Pharmaceutical compositions which can be used orally, include push-fit capsules made of gelatin as well as soft, sealed capsules made of gelatin and a plasticizer, such as glycerol or sorbitol. The push-fit capsules may contain the active ingredients in admixture with filler such as lactose, binders such as starches, lubricants such as talc or magnesium stearate and, optionally, stabilizers. In soft capsules, the active ingredients may be dissolved or suspended in suitable liquids, such as fatty oils, liquid paraffin, or liquid polyethylene glycols. In addition, stabilizers may be added. All formulations for oral administration should be in dosages suitable for the chosen route of administration.

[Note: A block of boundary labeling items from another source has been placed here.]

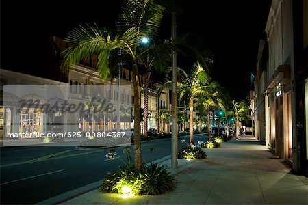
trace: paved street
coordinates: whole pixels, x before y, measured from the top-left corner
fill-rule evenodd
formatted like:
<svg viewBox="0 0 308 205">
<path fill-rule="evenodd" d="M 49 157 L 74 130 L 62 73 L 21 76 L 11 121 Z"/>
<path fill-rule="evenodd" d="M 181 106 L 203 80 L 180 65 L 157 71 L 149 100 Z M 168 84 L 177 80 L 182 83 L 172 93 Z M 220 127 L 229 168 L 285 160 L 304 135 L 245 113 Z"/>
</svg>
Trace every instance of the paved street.
<svg viewBox="0 0 308 205">
<path fill-rule="evenodd" d="M 195 136 L 195 143 L 205 135 Z M 184 137 L 188 141 L 188 137 Z M 170 139 L 143 143 L 143 159 L 149 163 L 171 154 Z M 179 140 L 179 148 L 181 146 Z M 155 148 L 153 153 L 149 151 Z M 123 147 L 116 148 L 125 159 Z M 123 165 L 106 161 L 106 150 L 76 150 L 72 146 L 1 148 L 1 204 L 34 204 L 101 180 Z"/>
<path fill-rule="evenodd" d="M 252 139 L 241 136 L 221 148 L 205 148 L 207 159 L 179 160 L 175 170 L 170 169 L 170 159 L 162 162 L 177 180 L 175 189 L 166 194 L 123 199 L 95 189 L 63 204 L 307 204 L 308 179 L 292 174 Z"/>
</svg>

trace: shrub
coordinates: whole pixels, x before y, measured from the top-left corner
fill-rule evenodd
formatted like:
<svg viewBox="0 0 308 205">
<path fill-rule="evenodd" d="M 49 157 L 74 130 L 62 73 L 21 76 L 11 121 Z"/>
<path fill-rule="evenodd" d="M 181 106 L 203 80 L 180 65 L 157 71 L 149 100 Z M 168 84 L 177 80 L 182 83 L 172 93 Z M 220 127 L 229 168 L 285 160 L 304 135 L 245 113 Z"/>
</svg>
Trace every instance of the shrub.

For buccal administration, the compositions may take the form of tablets or lozenges formulated in conventional manner.

For administration by nasal inhalation, the active ingredients for use according to some embodiments of the invention are conveniently delivered in the form of an aerosol spray presentation from a pressurized pack or a nebulizer with the use of a suitable propellant, e.g., dichlorodifluoromethane, trichlorofluoromethane, dichloro-tetrafluoroethane or carbon dioxide. In the case of a pressurized aerosol, the dosage unit may be determined by providing a valve to deliver a metered amount. Capsules and cartridges of, e.g., gelatin for use in a dispenser may be formulated containing a powder mix of the compound and a suitable powder base such as lactose or starch.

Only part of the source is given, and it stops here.